Zakaria Boualem et les nouveaux projets culturels de Casablanca

Par Réda Allali

Mes bons amis, l’heure est à la joie. Il faut festoyer avec enthousiasme. Car pendant que vous lisez cette page qui ne sert à rien, les gens travaillent, ils produisent, participent à la construction du Maroc moderne. Oui, Zakaria Boualem ne tient plus en place depuis qu’il est question d’allouer « 10 milliards de dirhams pour faire de Casablanca une capitale culturelle ». Répétons-le : il faut festoyer avec enthousiasme, célébrer cette annonce, ripailler en sacrifiant quelques animaux, c’est magnifique. Il faut le faire rapidement, car si vous attendez pour cela la réalisation concrète de ce beau programme, vous prenez le risque de festoyer depuis votre tombe. On nous annonce, tenez-vous bien, un palais des congrès, un parc d’expositions, un centre équestre, un aquarium, un beach club, un parc, un centre culturel, et, ô prodige, cinq musées : un musée d’art moderne, un musée de la mer, un autre de la résistance, un musée de la mode et du design et un dernier archéologique.

Paris et New York peuvent trembler, nous sommes lancés sur la voie de la culture à grande vitesse, nos petits-enfants déborderont d’activités, il faut juste tenir quelques années pour en profiter. Mais Zakaria Boualem s’inquiète : n’est-ce pas un peu trop, d’un seul coup ? Ne risquons-nous pas l’indigestion ? Considérons par exemple la situation culturelle d’un habitant de Zenata, délaissé pendant quelques siècles, quelle pourra être sa réaction à la vue d’un parc des expositions flambant neuf soudain érigé en son honneur ? La réhabilitation du zoo de Aïn Sebaâ, que peut-on en penser ? Le jour où l’on donnera à manger au lion qui dépérit, ne sera-t-il pas devenu végétarien entre-temps ? En d’autres termes, cette soudaine sollicitude n’est-elle pas un peu louche ? Comment peut-on faire rien, puis rien, ensuite moins que rien, et soudain tout ? D’où vient cette miraculeuse manne financière ? Autrement dit, si Zakaria Boualem salue la grandeur des ambitions, la noblesse du concept, il se pose des questions légitimes sur la méthode. Ne serait-il pas possible, par exemple, de donner à manger au lion tout de suite ? A Zenata, où l’activité culturelle la  plus courue consiste à compter les trous dans la chaussée, est-ce qu’on ne pourrait pas tout de suite ouvrir une maison de jeunes ? Elle doit même exister, c’est fort possible, elle doit être nue comme la mort, fermée aux jeunes, c’est juste une supposition, pour servir la démonstration, une vue de l’esprit en quelque sorte. Recruter deux ou trois profs de théâtre ou de hip-hop, de ping-pong ou de guitare, et dès demain matin, l’ouvrir aux jeunes du quartier ? Et puis, en parallèle, construire ce fabuleux parc des expositions, tranquille, et si on ne peut pas le voir de notre vivant, eh bien on aura eu le plaisir de l’imaginer et de l’attendre. C’est juste une opinion, hein, histoire de participer au débat, pas de quoi s’énerver si vous pensez que Zakaria Boualem est à côté de la plaque.

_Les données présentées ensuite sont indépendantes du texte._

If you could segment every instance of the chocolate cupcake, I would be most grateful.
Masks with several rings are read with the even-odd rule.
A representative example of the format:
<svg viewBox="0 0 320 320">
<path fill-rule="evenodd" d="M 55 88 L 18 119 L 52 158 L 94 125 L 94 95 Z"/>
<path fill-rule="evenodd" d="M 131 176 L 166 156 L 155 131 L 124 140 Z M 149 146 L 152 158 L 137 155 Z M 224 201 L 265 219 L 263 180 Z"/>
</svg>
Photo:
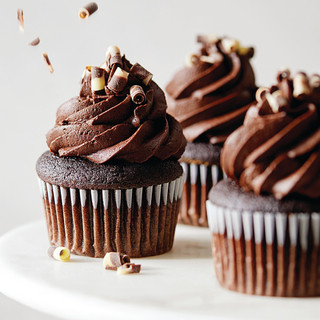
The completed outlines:
<svg viewBox="0 0 320 320">
<path fill-rule="evenodd" d="M 209 193 L 220 284 L 259 295 L 320 295 L 320 76 L 279 72 L 224 144 L 232 180 Z"/>
<path fill-rule="evenodd" d="M 36 166 L 52 245 L 91 257 L 172 248 L 186 142 L 151 79 L 112 46 L 59 107 Z"/>
<path fill-rule="evenodd" d="M 223 178 L 220 152 L 254 101 L 253 48 L 235 39 L 198 36 L 198 54 L 167 85 L 168 112 L 181 123 L 188 141 L 181 164 L 185 172 L 179 221 L 208 226 L 205 201 Z"/>
</svg>

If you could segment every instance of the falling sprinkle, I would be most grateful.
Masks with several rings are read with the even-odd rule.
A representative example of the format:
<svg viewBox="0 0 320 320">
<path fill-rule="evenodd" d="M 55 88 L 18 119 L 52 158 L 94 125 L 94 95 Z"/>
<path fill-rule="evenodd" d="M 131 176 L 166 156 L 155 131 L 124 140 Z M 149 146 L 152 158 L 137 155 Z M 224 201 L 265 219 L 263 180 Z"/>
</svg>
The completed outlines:
<svg viewBox="0 0 320 320">
<path fill-rule="evenodd" d="M 21 32 L 24 32 L 24 20 L 23 20 L 23 10 L 17 10 L 17 19 L 19 21 L 19 28 Z"/>
<path fill-rule="evenodd" d="M 29 45 L 32 46 L 32 47 L 34 47 L 34 46 L 37 46 L 39 43 L 40 43 L 40 38 L 37 37 L 37 38 L 35 38 L 33 41 L 31 41 L 31 42 L 29 43 Z"/>
<path fill-rule="evenodd" d="M 42 56 L 43 56 L 43 59 L 44 59 L 44 61 L 46 62 L 47 66 L 48 66 L 49 71 L 50 71 L 51 73 L 53 73 L 54 70 L 53 70 L 52 64 L 51 64 L 51 62 L 50 62 L 50 59 L 49 59 L 49 57 L 48 57 L 48 54 L 47 54 L 46 52 L 43 52 L 43 53 L 42 53 Z"/>
</svg>

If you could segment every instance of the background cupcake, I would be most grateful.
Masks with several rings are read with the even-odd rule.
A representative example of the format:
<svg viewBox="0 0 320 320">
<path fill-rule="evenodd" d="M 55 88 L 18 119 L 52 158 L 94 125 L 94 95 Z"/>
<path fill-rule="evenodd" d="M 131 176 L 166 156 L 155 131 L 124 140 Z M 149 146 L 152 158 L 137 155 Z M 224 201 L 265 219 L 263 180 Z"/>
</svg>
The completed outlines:
<svg viewBox="0 0 320 320">
<path fill-rule="evenodd" d="M 219 282 L 260 295 L 320 295 L 320 76 L 289 71 L 257 91 L 221 156 L 208 218 Z"/>
<path fill-rule="evenodd" d="M 198 36 L 199 53 L 166 87 L 169 113 L 188 141 L 182 156 L 185 175 L 180 222 L 207 226 L 208 191 L 222 177 L 220 152 L 227 136 L 242 124 L 254 100 L 253 48 L 228 37 Z"/>
<path fill-rule="evenodd" d="M 58 109 L 37 162 L 51 244 L 94 257 L 171 249 L 185 139 L 151 79 L 112 46 Z"/>
</svg>

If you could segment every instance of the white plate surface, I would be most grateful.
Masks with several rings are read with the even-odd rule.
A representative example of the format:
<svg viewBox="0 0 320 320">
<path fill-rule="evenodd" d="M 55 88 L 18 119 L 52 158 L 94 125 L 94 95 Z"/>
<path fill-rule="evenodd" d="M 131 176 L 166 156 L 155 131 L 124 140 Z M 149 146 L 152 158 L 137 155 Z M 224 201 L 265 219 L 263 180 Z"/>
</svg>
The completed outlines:
<svg viewBox="0 0 320 320">
<path fill-rule="evenodd" d="M 106 271 L 102 259 L 47 256 L 43 221 L 0 239 L 0 291 L 34 309 L 65 319 L 319 319 L 320 298 L 247 296 L 219 287 L 207 229 L 177 227 L 171 252 L 132 259 L 137 275 Z"/>
</svg>

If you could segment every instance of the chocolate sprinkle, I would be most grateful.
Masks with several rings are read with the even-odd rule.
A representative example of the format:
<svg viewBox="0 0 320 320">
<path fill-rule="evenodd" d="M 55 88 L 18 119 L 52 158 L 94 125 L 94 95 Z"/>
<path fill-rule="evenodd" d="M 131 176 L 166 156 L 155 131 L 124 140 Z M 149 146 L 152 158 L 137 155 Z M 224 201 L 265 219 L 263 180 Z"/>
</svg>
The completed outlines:
<svg viewBox="0 0 320 320">
<path fill-rule="evenodd" d="M 31 41 L 31 42 L 29 43 L 29 45 L 32 46 L 32 47 L 34 47 L 34 46 L 37 46 L 39 43 L 40 43 L 40 38 L 37 37 L 37 38 L 35 38 L 33 41 Z"/>
<path fill-rule="evenodd" d="M 134 85 L 130 88 L 131 100 L 135 104 L 142 104 L 146 101 L 146 94 L 143 91 L 143 88 L 138 85 Z"/>
<path fill-rule="evenodd" d="M 97 10 L 98 10 L 98 5 L 95 2 L 90 2 L 79 10 L 79 17 L 81 19 L 87 19 Z"/>
<path fill-rule="evenodd" d="M 135 63 L 131 69 L 130 73 L 136 77 L 137 79 L 141 80 L 144 85 L 148 85 L 152 79 L 152 73 L 142 67 L 139 63 Z"/>
<path fill-rule="evenodd" d="M 23 20 L 23 10 L 18 9 L 17 10 L 17 19 L 20 22 L 19 28 L 22 32 L 24 32 L 24 20 Z"/>
<path fill-rule="evenodd" d="M 44 61 L 46 62 L 47 66 L 48 66 L 48 69 L 51 73 L 53 73 L 53 67 L 52 67 L 52 64 L 50 62 L 50 59 L 48 57 L 48 54 L 46 52 L 42 52 L 42 56 L 43 56 L 43 59 Z"/>
<path fill-rule="evenodd" d="M 107 252 L 103 259 L 106 270 L 117 270 L 125 263 L 130 263 L 130 257 L 120 252 Z"/>
<path fill-rule="evenodd" d="M 141 264 L 125 263 L 117 270 L 118 274 L 130 274 L 139 273 L 141 270 Z"/>
<path fill-rule="evenodd" d="M 121 92 L 128 82 L 128 72 L 122 70 L 121 68 L 117 68 L 112 78 L 109 80 L 108 89 L 113 92 Z"/>
</svg>

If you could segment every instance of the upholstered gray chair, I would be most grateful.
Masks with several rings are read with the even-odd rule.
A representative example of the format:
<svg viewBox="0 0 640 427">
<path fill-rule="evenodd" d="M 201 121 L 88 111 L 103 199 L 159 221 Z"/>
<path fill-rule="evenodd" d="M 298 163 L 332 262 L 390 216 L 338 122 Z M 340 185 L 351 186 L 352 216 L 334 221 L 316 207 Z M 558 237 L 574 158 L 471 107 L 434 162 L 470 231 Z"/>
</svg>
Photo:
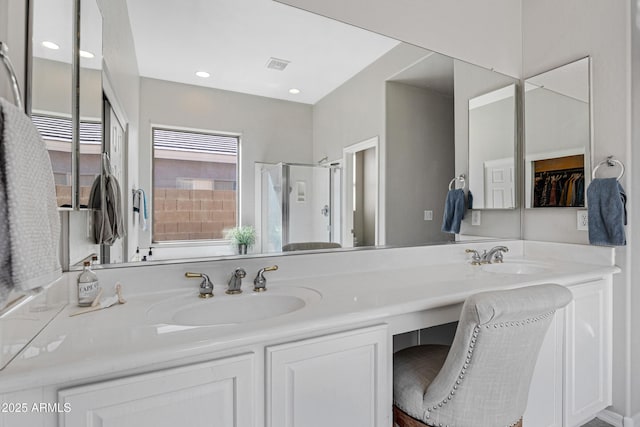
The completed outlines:
<svg viewBox="0 0 640 427">
<path fill-rule="evenodd" d="M 288 243 L 282 246 L 283 252 L 290 251 L 312 251 L 316 249 L 335 249 L 341 248 L 340 243 L 334 242 L 299 242 L 299 243 Z"/>
<path fill-rule="evenodd" d="M 568 289 L 551 284 L 467 298 L 451 347 L 421 345 L 394 355 L 395 423 L 521 426 L 542 341 L 555 311 L 571 299 Z"/>
</svg>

Plutôt que de construire des stades de 40 000 places qui servent au foot et à l’athlétisme, qui seront vides 360 jours par an et qui ne verront jamais les pointes d’un coureur, en faire de plus petits, juste pour le foot, dans plus de villes. C’est philosophique, en fait. Faire tout de suite plein de petites choses qui sont utilisées à fond, avec les budgets pour les faire fonctionner, au lieu de choses grandioses, rares, pour dans très longtemps. C’est comme ça que Zakaria Boualem réfléchit, mais il n’est pas spécialiste, et il n’a jamais eu le plaisir d’avoir 10 milliards de dirhams à dépenser.

Impossible de terminer cette page guillerette sans un hommage à notre glorieux mountakhab qui, après avoir mené 3-0, a réussi l’invraisemblable exploit de perdre 4-3. C’est donc officiel : nous avons expérimenté toutes les formes de défaites possibles, aucun pare-choc émotionnel ne peut résister à la cruauté de ce scénario. Nous sommes maudits, Zakaria Boualem mène l’enquête, il croit savoir pourquoi. Et merci.